Even if Duke's preemption claim could be characterized as predicated on the FPA, section 201(f) of the FPA does not remotely evidence a Congressional intent to preclude Ex parte Young actions against state officials. Section 201(f) provides:

No provision in this subchapter shall apply to, or be deemed to include, the United States, a State or any political subdivision of a State, or any agency, authority, or instrumentality of any one or more of the foregoing, or any corporation which is wholly owned, directly or indirectly, by any one or more of the foregoing, or any officer, agent, or employee of any of the foregoing acting as such in the course of his official duty, unless such provision makes specific reference thereto.

16 U.S.C. § 824(f). Section 201(f) simply means that state-owned agencies may not be regulated as "public utilities" subject to FERC's jurisdiction. Transmission Access Policy Study Group v. F.E.R.C., 225 F.3d 667, 697 (D.C. Cir. 2000). Thus, state and municipal agencies are not subject to the obligations of the FPA, see Garcia v. San Antonio Metropolitan Transit Authority, 469 U.S. 528, 554 n.16 (1985), and FERC lacks authority to set their rates, Kootenai Elec. Co-op., Inc. v. F.E.R.C., 192 F.3d 144, 148 (D.C. Cir. 1999). Manifestly, section 201(f) does not immunize state officials from federal suit where they purport to regulate in areas subject to FERC's exclusive jurisdiction.

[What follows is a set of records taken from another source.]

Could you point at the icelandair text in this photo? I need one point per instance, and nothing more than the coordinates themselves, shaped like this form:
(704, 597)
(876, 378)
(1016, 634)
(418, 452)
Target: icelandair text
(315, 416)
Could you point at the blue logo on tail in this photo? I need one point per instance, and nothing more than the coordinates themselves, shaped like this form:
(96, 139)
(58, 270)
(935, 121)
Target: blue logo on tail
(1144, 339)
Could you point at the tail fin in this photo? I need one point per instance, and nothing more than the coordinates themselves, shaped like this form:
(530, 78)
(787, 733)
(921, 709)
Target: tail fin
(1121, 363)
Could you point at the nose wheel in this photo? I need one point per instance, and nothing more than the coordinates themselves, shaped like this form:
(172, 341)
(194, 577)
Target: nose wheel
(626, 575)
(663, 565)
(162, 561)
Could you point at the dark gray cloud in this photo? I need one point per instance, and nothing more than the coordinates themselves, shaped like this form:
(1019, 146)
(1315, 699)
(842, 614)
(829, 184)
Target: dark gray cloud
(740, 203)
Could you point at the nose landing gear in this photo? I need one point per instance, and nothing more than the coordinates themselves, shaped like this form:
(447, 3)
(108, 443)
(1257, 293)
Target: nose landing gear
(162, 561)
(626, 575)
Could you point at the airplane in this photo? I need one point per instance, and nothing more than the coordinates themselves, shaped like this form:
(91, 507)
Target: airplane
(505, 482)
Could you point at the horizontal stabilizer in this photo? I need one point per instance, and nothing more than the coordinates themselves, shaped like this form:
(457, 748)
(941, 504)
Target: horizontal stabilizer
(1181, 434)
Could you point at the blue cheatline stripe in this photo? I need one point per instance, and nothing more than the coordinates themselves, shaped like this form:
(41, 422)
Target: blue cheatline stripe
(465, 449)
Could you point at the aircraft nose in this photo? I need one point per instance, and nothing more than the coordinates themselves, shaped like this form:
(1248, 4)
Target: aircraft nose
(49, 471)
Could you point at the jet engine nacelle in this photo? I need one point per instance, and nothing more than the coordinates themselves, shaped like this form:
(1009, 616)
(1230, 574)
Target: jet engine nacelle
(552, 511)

At oral argument there was a discussion of whether Governor Davis could commandeer an airline-owned passenger jet parked at San Francisco International Airport, given that airlines and aircraft are highly regulated by the Federal Aviation Administration ("FAA"). The analogy is not apt, however, because the State of California could commandeer the aircraft and yet still abide by FAA regulations, such as the amount of continuous hours pilots can spend flying. Thus, federal regulations would not preempt Governor Davis's exercise of his police power in seizing the aircraft; rather, any use by the State that conflicted with federal regulations would be preempted. Here, it is the very act of commandeering the block forward contracts that is preempted because in so doing, the Governor nullified express requirements of a FERC-regulated and approved scheme. If Governor Davis could commandeer the contracts without disrupting the structure created by FERC, then we would have a situation closer to the aircraft hypothetical.


Because Duke is entitled to relief against Governor Davis on its claim under the Supremacy Clause, we need not reach its Contracts Clause claim.